The bottom line is that money as a political tool is not protected speech: it undermines a healthy republican marketplace of ideas. Money as political speech should not be protected by the First Amendment--no matter how strongly Scalia feels it must be. The attempt to restore the marketplace of political ideas to a healthy forum requires management of money in politics.
Which brings us to the instant issue: Do you doubt the anti-Hillary "documentary" was funded for political purposes? If so, is not the use of money an attempt to influence voters and does not the substance of the presentation, delivered as was intended on the eve of the vote, represent an attempt to undermine a healthy balanced marketplace of ideas?

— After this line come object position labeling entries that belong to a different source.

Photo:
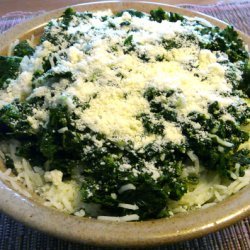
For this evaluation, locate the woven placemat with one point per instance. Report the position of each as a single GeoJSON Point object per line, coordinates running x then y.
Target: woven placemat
{"type": "Point", "coordinates": [14, 235]}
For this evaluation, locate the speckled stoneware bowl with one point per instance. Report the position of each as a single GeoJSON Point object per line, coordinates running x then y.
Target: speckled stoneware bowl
{"type": "Point", "coordinates": [128, 234]}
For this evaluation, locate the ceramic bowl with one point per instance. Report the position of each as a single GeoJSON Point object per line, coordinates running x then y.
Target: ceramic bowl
{"type": "Point", "coordinates": [181, 227]}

Our First Amendment law is a relatively recent invention of modern times. Absolutist views always end up steering policy toward self-destructive results. Regulating any single incident of manipulative speech is not abusive to the First Amendment so long as it is done for the goal of protecting the values of the First Amendment and administered without regard to content. As it is now, all broadcast electoral speech falls under the FEC regulations without regard to content. The prohibition is a prohibition on using the time of publication as a unhealthy manipulation of the marketplace of ideas. The law recognizes realities that it is dangerous to ignore.
The more central issue is the role of money in our democracy. First Amendment absolutism protecting that cancer on the republic can only lead to a less democratic nation.